An example with the different features available is shown below:
#include "api/debug/dprint.h" // required in all kernels using DPRINT
void kernel_main() {
// Direct printing is supported for const char*/char/uint32_t/float
DEVICE_PRINT("Test string {} {} {}\n", 'a', 5, 0.123456f);
// BF16 type printing is supported via provided type
bf16_t my_bf16_val(0x3dfb); // Equivalent to 0.122559
DEVICE_PRINT("BF16 value: {}\n", my_bf16_val);
// DEVICE_PRINT supports formatting options that are supported by fmtlib:
DEVICE_PRINT("{:.5f}\n", 0.123456f);
DEVICE_PRINT("{:>10}\n", 123); // right align in a field of width 10
DEVICE_PRINT("{:<10}\n", 123); // left align in a field of width 10
DEVICE_PRINT("{0:x} {0} {0:o} {0:b}\n", 15); // single argument print in hexadecimal, decimal, octal, and binary
// The following prints only occur on a particular RISCV core:
DEVICE_PRINT_MATH("this is the math kernel\n");
DEVICE_PRINT_PACK("this is the pack kernel\n");
DEVICE_PRINT_UNPACK("this is the unpack kernel\n");
DEVICE_PRINT_DATA0("this is the data movement kernel on noc 0\n");
DEVICE_PRINT_DATA1("this is the data movement kernel on noc 1\n");
}
Data from Circular Buffers can be printed using the TileSlice object. It can be constructed as described below, and fed directly to a DEVICE_PRINT call.
Argument |
Type |
Description |
|---|---|---|
cb_id |
uint8_t |
Id of the Circular Buffer to print data from. |
tile_idx |
int |
Index of tile inside the CB to print data from. |
slice_range |
SliceRange |
A struct to describe starting index, ending index, and stride for data to print within the CB. Fields are |
cb_type |
dprint_tslice_cb_t |
Only used for Data Movement RISCs, specify |
ptr_type |
dprint_tslice_ptr_t |
Only used for Data Movement RISCs, specify |
endl_rows |
bool |
Whether to add a newline between printed rows, default |
print_untilized |
bool |
Whether to untilize the CB data while printing it (always done for block float formats), default |
An example of how to print data from a CB (in this case, CBIndex::c_25) is shown below. Note that sampling happens relative
to the current CB read or write pointer. This means that for printing a tile read from the front of the CB, the
DEVICE_PRINT call has to occur between the cb_wait_front and cb_pop_front calls. For printing a tile from the
back of the CB, the DEVICE_PRINT call has to occur between the cb_reserve_back and cb_push_back calls. Currently supported data
formats for printing from CBs are DataFormat::Float32, DataFormat::Float16_b, DataFormat::Bfp8_b, DataFormat::Bfp4_b,
DataFormat::Int8, DataFormat::UInt8, DataFormat::UInt16, DataFormat::Int32, and DataFormat::UInt32.

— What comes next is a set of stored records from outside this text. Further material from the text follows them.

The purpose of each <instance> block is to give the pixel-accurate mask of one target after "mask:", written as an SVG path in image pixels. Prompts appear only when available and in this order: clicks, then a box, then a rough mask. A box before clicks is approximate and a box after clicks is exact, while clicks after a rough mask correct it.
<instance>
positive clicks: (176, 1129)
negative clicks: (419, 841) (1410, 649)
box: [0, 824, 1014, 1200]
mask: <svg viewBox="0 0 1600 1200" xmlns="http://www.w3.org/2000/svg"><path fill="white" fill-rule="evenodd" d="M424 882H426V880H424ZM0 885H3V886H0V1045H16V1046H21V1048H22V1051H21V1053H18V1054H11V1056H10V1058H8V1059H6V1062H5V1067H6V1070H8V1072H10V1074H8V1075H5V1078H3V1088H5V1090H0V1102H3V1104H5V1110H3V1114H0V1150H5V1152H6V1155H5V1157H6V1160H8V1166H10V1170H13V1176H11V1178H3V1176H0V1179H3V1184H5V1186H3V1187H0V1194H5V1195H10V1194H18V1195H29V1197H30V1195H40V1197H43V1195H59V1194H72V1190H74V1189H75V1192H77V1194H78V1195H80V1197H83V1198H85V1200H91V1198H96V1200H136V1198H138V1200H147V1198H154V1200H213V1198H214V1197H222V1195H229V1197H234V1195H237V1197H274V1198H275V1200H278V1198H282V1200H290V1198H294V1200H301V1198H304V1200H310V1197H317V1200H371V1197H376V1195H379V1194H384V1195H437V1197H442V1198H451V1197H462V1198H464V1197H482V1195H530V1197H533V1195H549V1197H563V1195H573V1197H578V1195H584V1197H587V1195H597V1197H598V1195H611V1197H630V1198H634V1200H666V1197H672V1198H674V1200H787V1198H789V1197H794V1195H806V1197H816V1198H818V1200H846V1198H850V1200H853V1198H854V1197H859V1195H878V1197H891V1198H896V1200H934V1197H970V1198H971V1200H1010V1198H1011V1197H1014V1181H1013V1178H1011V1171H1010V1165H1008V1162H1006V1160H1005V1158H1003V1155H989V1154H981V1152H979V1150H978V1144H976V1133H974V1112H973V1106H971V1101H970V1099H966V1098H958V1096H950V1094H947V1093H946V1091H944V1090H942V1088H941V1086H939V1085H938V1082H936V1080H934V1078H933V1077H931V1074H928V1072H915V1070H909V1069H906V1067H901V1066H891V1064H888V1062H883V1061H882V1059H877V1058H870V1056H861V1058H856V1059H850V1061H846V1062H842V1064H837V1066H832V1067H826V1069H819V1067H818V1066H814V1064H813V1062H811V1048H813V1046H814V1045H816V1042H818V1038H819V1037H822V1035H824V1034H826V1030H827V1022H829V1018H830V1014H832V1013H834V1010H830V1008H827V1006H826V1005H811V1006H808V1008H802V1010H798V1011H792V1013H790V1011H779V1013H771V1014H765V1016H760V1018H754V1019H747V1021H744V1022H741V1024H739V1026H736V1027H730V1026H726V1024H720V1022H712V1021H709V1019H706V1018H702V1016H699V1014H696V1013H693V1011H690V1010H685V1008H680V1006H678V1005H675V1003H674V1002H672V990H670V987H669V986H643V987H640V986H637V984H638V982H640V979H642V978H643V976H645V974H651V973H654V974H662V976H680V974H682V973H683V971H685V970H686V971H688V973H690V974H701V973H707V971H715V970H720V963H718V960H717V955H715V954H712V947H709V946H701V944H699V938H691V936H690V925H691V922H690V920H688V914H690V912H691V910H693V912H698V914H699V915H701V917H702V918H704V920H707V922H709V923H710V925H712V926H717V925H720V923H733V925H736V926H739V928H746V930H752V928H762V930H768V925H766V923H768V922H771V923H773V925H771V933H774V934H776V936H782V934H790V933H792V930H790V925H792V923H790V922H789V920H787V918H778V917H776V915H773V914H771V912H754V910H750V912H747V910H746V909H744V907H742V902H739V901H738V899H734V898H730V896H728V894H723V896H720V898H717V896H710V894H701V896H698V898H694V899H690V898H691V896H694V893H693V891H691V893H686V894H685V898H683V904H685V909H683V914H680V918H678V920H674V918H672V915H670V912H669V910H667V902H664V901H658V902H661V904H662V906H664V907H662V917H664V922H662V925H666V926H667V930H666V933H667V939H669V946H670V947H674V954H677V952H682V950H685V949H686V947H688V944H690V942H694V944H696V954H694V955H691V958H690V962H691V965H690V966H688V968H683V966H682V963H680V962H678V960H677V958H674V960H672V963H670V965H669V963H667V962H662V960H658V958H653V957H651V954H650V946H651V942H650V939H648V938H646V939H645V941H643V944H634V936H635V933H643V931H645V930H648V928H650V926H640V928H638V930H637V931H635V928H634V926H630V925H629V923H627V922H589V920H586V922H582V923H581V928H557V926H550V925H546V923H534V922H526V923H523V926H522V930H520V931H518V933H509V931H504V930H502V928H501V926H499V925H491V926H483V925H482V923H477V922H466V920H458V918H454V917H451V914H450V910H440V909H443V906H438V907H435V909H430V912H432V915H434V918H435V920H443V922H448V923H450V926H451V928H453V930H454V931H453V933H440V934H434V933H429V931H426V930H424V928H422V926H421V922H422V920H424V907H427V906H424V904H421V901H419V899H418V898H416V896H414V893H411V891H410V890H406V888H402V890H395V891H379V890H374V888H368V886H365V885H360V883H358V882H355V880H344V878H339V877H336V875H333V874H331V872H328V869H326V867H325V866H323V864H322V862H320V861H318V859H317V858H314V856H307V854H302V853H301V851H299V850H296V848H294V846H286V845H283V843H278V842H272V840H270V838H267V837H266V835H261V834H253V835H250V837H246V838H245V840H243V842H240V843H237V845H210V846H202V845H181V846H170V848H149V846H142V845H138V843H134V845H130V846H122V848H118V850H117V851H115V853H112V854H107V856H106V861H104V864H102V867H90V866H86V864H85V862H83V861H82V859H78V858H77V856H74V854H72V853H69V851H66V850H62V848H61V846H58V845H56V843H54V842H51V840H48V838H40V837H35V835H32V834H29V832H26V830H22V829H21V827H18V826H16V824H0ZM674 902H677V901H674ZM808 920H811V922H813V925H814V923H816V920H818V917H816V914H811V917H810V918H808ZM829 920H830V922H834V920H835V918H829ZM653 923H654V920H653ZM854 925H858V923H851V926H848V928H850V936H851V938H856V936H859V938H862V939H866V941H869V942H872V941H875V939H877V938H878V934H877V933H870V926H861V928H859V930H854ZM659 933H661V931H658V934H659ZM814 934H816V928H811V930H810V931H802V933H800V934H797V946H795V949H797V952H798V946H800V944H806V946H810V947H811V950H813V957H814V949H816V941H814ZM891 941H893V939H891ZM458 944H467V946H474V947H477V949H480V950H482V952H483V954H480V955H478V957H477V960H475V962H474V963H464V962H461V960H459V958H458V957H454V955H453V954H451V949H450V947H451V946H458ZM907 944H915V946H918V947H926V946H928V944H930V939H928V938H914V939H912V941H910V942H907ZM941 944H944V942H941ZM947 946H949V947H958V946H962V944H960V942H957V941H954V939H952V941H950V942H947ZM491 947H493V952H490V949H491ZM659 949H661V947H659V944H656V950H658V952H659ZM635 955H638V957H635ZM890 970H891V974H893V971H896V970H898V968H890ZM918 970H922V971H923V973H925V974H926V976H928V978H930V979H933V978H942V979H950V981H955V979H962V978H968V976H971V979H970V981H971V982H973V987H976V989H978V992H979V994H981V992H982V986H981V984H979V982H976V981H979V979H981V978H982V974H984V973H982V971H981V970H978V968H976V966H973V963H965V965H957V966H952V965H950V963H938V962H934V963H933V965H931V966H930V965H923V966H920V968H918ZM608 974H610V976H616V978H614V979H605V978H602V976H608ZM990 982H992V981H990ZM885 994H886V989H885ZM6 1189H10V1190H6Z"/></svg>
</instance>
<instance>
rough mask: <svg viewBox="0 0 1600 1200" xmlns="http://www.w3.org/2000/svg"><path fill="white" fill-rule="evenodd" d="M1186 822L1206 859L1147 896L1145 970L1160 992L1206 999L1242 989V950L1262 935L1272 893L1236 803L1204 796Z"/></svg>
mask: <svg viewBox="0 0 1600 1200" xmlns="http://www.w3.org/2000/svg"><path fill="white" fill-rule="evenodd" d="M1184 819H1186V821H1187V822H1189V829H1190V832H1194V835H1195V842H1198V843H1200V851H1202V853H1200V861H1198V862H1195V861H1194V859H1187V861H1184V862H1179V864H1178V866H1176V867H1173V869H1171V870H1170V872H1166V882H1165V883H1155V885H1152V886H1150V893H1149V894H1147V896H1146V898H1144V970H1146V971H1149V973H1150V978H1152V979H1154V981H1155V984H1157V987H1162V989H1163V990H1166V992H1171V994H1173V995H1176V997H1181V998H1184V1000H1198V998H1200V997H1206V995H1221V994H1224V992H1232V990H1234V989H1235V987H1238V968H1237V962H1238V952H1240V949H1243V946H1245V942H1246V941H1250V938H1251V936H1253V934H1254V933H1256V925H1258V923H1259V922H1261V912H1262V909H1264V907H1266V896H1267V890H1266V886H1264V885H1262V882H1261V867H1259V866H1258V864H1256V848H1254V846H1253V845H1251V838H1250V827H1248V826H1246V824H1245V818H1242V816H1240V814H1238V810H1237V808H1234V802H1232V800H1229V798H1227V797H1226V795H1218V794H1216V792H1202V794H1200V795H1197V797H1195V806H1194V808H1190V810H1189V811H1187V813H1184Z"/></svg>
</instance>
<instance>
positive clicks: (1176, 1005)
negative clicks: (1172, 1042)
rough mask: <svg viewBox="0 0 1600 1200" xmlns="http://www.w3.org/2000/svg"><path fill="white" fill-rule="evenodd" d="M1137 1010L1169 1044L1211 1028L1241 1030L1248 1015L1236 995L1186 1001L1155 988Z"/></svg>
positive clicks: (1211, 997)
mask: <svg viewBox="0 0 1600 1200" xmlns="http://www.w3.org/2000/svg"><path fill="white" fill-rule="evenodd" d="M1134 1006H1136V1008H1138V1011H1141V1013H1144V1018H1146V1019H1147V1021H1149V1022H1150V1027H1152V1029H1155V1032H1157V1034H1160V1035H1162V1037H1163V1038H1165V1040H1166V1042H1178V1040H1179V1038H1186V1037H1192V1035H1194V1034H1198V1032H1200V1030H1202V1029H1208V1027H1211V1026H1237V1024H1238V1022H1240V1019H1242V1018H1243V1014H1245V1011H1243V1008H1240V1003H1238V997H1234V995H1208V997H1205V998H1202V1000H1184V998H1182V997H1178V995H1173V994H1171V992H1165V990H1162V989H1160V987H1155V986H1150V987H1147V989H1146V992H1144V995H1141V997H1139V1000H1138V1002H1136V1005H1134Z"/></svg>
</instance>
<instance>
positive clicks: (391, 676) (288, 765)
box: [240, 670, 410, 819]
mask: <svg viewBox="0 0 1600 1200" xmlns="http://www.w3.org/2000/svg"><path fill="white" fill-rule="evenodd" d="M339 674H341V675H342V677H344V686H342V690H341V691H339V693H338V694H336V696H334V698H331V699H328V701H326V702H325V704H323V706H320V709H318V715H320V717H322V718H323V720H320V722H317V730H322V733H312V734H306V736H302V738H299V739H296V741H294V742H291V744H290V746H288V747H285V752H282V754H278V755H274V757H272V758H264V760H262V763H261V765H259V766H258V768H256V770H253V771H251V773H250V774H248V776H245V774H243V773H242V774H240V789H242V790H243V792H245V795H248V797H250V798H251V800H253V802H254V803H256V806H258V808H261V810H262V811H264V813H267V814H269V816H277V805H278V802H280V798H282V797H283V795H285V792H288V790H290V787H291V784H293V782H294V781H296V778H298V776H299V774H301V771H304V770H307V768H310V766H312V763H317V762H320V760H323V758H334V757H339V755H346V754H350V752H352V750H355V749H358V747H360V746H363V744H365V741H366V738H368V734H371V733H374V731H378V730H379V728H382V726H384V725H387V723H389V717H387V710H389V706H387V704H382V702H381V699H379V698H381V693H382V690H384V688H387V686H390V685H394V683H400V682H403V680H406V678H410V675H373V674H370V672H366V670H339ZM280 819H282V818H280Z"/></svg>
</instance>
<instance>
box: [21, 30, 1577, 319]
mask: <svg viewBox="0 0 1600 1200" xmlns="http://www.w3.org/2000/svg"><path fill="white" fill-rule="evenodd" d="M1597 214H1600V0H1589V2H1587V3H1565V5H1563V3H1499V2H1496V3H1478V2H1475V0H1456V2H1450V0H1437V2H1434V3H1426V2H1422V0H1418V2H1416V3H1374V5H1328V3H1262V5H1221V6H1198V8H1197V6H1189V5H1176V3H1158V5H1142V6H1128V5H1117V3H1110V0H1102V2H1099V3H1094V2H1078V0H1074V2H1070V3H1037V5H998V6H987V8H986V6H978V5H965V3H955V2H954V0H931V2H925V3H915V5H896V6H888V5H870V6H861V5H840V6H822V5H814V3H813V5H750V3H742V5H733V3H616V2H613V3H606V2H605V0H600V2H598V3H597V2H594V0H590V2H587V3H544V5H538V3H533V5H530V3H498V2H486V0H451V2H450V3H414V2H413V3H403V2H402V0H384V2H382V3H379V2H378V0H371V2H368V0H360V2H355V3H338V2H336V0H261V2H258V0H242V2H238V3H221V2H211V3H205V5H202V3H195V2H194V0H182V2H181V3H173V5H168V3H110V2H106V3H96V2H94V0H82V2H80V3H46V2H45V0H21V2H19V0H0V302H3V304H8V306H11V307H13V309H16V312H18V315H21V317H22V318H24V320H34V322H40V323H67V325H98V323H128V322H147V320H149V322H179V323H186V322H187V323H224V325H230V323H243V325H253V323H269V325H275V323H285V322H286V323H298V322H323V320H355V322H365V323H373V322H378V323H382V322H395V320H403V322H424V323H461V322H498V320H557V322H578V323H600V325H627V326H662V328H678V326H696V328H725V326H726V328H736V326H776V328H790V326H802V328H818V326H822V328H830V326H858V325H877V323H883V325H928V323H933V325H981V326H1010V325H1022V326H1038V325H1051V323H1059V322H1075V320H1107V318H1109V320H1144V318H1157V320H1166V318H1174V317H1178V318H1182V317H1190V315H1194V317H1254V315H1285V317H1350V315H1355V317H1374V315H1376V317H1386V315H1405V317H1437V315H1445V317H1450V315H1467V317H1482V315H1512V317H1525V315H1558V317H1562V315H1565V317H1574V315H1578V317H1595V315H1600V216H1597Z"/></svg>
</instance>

#include "api/debug/device_print.h" // required in all kernels using DEVICE_PRINT
void kernel_main() {
// Assuming the tile we want to print from CBIndex::c_25 is from the front the CB, print must happen after
// this call. If the tile is from the back of the CB, then print must happen after cb_reserve_back().
cb_wait_front(CBIndex::c_25, 1);
...
// Extract a numpy slice `[0:32:16, 0:32:16]` from tile `0` from `CBIndex::c_25` and print it.
DEVICE_PRINT("{}\n", TSLICE(CBIndex::c_25, 0, SliceRange::hw0_32_16()));
// Note that since the MATH core does not have access to CBs, so this is an invalid print:
DEVICE_PRINT_MATH("{}\n", TSLICE(CBIndex::c_25, 0, SliceRange::hw0_32_16())); // Invalid
// Print a full tile
for (int32_t r = 0; r < 32; ++r) {
SliceRange sr = SliceRange{.h0 = r, .h1 = r+1, .hs = 1, .w0 = 0, .w1 = 32, .ws = 1};
// On data movement RISCs, tiles can be printed from either the CB read or write pointers. Also need to specify whether
// the CB is input or output.
DEVICE_PRINT_DATA0("{} --READ--cin1-- {}\n", (uint)r, TileSlice(0, 0, sr, TSLICE_INPUT_CB, TSLICE_RD_PTR, true, false));
DEVICE_PRINT_DATA1("{} --READ--cin1-- {}\n", (uint)r, TileSlice(0, 0, sr, TSLICE_OUTPUT_CB, TSLICE_WR_PTR, true, false));
// Unpacker RISC only has rd_ptr and only input CBs, so no extra args
DEVICE_PRINT_UNPACK("{} --READ--cin1-- {}\n", (uint)r, TileSlice(0, 0, sr, true, false));
// Packer RISC only has wr_ptr
DEVICE_PRINT_PACK("{} --READ--cin1-- {}\n", (uint)r, TileSlice(0, 0, sr, true, false));
}
...
cb_pop_front(CBIndex::c_25, 1);
}
Note
The DEVICE_PRINT buffer for a RISC is only flushed when new line character \n is read, or the device that the RISC belongs to is closed.